History

United States
- Laid down: 15 April 1941
- Launched: 6 October 1941
- In service: 5 February 1942
- Out of service: 18 June 1946
- Stricken: 3 July 1946
- Fate: Sold to the city of Boston on 12 September 1946

General characteristics
- Displacement: 195 tons
- Length: 97 ft 1 in (29.59 m)
- Beam: 22 ft 0 in (6.71 m)
- Draught: 8 ft 6 in (2.59 m) (mean) (f.)
- Speed: 10.0 knots
- Complement: 17
- Armament: two .50 cal (12.7 mm) machine guns

= USS Bulwark (AMc-68) =

Minesweeper of the United States Navy

USS Bulwark (AMc-68) was an Accentor-class coastal minesweeper acquired by the U.S. Navy for the dangerous task of removing mines from minefields laid in the water to prevent ships from passing.

Bulwark was laid down on 15 April 1941 at East Boothbay, Maine, by Hodgden Bros. & Goudy & Stevens; launched on 6 October 1941; sponsored by Miss Barbara Small; and placed in service at Boston, Massachusetts, on 5 February 1942.

== World War II service ==

Assigned to the section base at Boston, Bulwark spent her entire Navy career patrolling the waters of the 1st Naval District. She searched for submarines in coastal waters and for enemy offensive mines in those same areas. The warship also served as a training platform for minesweeping students based at Provincetown, Massachusetts.

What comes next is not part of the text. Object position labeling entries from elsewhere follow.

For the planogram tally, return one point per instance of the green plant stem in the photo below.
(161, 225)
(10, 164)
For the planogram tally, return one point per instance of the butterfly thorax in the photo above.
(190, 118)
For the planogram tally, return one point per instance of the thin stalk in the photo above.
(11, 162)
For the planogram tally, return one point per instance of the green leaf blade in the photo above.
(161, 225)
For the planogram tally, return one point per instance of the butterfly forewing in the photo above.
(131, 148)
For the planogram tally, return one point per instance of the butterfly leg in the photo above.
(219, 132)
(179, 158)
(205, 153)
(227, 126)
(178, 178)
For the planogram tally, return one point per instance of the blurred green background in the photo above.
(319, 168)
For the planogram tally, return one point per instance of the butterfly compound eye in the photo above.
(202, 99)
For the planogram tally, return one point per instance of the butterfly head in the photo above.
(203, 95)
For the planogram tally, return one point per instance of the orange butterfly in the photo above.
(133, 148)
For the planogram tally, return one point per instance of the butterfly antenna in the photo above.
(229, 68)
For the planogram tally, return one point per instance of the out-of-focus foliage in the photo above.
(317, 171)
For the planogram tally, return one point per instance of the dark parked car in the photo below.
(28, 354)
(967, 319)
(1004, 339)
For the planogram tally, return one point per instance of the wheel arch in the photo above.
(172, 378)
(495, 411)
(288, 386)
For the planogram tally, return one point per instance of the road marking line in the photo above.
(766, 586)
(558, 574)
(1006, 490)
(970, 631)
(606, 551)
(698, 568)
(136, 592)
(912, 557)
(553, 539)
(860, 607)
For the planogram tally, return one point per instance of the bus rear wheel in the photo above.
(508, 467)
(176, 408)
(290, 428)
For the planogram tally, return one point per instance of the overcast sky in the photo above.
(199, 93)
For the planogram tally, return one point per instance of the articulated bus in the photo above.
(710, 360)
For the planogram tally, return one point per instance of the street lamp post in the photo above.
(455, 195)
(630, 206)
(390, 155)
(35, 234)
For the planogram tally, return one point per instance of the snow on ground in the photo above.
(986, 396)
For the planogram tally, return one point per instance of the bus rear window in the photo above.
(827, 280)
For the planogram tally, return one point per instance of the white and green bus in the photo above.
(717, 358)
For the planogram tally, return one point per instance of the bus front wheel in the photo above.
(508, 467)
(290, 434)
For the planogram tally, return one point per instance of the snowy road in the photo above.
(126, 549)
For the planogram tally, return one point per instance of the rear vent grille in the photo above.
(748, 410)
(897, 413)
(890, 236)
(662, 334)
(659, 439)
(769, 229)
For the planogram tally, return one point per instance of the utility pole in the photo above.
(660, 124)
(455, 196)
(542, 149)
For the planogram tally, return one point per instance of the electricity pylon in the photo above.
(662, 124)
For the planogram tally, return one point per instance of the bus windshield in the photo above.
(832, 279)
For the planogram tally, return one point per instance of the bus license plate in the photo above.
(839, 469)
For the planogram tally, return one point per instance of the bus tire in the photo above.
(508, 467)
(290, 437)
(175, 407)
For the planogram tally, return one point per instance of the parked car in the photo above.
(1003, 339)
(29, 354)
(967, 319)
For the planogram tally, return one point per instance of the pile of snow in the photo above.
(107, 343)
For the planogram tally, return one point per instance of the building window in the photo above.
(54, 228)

== Post-war inactivation ==

Bulwark was placed out of service at the Boston Naval Shipyard on 18 June 1946. Her name was struck from the Navy list on 3 July 1946, and she was sold to the city of Boston on 12 September 1946 and overhauled to become the MV Joseph J. Luna. As the MV Luna it served the Boston Fire Department in active service as Engine 47 then later as 31 until retirement in 1976. 1976 it was sold to a private citizen who used it as a houseboat until it sank into Boston Harbor in 2009.